For years, tenants and tenant advocates have lobbed criticism at the Neighborhood Entrepreneurs Program (NEP), Mayor Giuliani’s flagship small-landlord plan for rehabbing and privatizing city-owned housing. They say it runs roughshod over tenants’ concerns and prohibits them from getting into the city’s tenant co-op program.
This month, they’ve started doing something about it on two fronts–a two-pronged legal and political pincers they hope will make the program more accountable to tenants.
NEP hires local landlords to rehab decrepit city buildings with subsidized loans and grants. The new owners are supposed to shift tenants into nearby buildings while they fix up the properties, then move the original tenants back in, promising low rents for 15 years. The city chooses which buildings get into the program, and opting out is difficult for tenants.
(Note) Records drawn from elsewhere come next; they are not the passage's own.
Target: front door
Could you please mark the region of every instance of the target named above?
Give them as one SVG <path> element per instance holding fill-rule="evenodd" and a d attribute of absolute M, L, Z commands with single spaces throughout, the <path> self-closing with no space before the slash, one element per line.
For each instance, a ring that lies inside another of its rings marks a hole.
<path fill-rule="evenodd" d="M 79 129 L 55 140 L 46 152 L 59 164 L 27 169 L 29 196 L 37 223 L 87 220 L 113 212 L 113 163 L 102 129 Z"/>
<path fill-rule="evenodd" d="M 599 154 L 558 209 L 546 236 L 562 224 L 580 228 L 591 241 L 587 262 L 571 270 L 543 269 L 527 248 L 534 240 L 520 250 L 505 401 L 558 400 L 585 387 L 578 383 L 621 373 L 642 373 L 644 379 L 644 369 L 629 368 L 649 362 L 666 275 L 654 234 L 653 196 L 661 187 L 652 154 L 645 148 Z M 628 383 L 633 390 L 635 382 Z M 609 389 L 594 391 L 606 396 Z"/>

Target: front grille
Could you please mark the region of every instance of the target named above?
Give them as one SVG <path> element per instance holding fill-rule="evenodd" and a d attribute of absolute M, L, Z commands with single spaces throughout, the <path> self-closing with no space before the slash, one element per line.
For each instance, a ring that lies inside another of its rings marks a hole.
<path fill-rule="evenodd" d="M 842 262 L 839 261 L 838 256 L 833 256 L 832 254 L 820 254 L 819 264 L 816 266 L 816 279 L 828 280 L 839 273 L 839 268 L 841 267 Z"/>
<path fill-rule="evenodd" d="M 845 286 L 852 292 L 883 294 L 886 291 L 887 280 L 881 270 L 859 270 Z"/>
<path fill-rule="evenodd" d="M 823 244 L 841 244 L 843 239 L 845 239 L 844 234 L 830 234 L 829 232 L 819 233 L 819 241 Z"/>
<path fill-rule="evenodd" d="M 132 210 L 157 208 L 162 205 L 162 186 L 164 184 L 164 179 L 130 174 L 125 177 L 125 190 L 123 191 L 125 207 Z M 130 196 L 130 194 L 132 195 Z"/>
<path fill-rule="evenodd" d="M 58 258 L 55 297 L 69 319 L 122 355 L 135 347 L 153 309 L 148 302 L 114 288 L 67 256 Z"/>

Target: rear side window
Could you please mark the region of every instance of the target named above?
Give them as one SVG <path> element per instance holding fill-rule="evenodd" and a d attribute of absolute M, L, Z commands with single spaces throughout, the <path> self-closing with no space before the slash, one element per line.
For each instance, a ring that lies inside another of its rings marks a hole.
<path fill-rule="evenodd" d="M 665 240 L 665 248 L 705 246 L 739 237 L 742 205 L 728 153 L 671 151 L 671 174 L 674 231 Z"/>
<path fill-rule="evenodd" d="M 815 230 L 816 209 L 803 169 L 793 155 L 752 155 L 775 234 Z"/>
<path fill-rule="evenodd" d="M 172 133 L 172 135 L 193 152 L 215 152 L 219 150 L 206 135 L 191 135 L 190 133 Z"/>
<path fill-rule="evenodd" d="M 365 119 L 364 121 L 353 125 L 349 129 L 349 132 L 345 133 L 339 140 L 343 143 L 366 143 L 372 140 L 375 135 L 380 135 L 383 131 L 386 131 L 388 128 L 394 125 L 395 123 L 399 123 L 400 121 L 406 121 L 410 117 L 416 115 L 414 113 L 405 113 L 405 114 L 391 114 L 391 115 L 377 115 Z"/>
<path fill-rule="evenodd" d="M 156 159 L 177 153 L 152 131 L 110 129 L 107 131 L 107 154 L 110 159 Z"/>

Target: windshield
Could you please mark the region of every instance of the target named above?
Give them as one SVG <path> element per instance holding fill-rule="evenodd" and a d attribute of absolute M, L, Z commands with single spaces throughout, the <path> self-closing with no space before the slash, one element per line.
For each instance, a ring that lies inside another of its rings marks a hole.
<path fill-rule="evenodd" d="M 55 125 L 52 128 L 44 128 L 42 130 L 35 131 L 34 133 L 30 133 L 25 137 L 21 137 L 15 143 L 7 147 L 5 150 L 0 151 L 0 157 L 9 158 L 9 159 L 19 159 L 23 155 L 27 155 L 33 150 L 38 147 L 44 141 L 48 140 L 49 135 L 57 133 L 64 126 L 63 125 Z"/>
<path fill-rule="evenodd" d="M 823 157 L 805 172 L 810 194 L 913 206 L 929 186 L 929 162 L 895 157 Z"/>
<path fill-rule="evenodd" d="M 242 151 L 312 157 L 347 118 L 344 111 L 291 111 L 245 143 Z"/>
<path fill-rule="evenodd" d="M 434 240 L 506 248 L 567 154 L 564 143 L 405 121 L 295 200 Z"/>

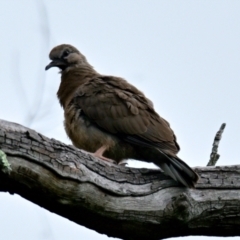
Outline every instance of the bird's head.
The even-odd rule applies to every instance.
[[[45,67],[45,70],[51,67],[58,67],[64,71],[74,67],[90,66],[85,56],[75,47],[68,44],[54,47],[49,53],[49,58],[52,61]]]

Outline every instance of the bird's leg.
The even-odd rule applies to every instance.
[[[118,165],[120,165],[120,166],[127,166],[127,160],[126,159],[123,159],[123,160],[121,160],[119,163],[118,163]]]
[[[91,153],[94,157],[98,157],[104,161],[107,162],[111,162],[114,164],[117,164],[116,161],[110,159],[110,158],[106,158],[103,156],[104,152],[108,149],[108,146],[103,145],[102,147],[100,147],[95,153]]]

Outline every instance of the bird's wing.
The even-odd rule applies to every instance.
[[[153,109],[142,92],[121,78],[102,76],[82,84],[74,97],[76,107],[99,127],[126,141],[179,151],[169,123]]]

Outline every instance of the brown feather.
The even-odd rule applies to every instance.
[[[75,146],[91,152],[104,146],[104,156],[118,162],[154,162],[183,185],[194,186],[198,175],[176,156],[180,148],[169,123],[141,91],[122,78],[97,73],[71,45],[55,47],[50,59],[46,69],[62,70],[57,96]]]

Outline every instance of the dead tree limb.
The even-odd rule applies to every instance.
[[[0,191],[99,233],[139,240],[240,236],[240,166],[198,167],[201,179],[187,189],[159,170],[111,165],[3,120],[0,150],[12,169],[0,171]]]
[[[223,123],[215,135],[215,138],[213,141],[212,152],[210,154],[210,160],[209,160],[207,166],[215,166],[218,159],[220,158],[220,155],[218,154],[218,146],[219,146],[220,140],[222,138],[222,134],[223,134],[225,127],[226,127],[226,123]]]

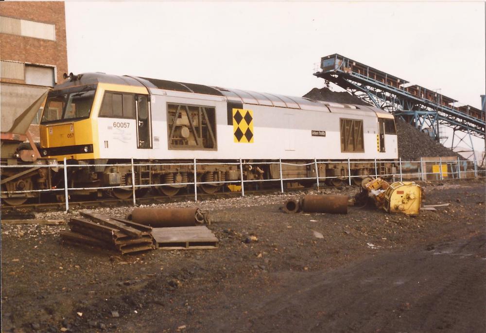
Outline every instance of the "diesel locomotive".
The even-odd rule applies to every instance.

Now, a few enterprising public interest attorneys have figured out a way to give tenants a second chance at getting their buildings out of NEP and into tenant ownership, by using a process from a backwater of the city charter that permits court challenges to bureaucratic decisions.
Last fall, the housing agency turned down a group of Brooklyn tenants applying to make their dilapidated building a co-op through the Tenant Interim Lease program because more than 50 percent of them weren’t paying rent. Instead, the city slated their building for NEP. But as their South Brooklyn Legal Services attorney Jennifer Levy points out, tenants are legally entitled to withhold their rent in a building without services. For that, and because the housing agency has never set forth guidelines for the decision-making process, she helped the tenants file a challenge to the decision late last month.
“Since the advent of NEP, there’s been a general feeling that the Department of Housing Preservation and Development is getting harder on TIL applications,” Levy explained. “There should be a process for internal review, an opportunity for tenants to appeal the decision within the agency.” The lawsuit could also force the city to adopt official rules for rejecting and accepting buildings.
The technique’s not guaranteed: Harvey Epstein, a Manhattan Legal Aid attorney is now appealing a similar case that he lost last week.
But it may not matter, since NEP may soon have organized opposition. Two upper Manhattan city councilmembers, Stanley Michels and Bill Perkins, say they have been besieged with NEP complaints. Perkins says they are now engineering a hearing as a forum for complaints. Advocates hope the plan is a sign that the council will stop rubber-stamping buildings into NEP and start exercising its veto power.
“I’ve had some preliminary conversations with [Housing and Buildings Committee Chair Archie] Spigner,” reported Perkins. “If there are problems, they’ll come to light and can get fixed.”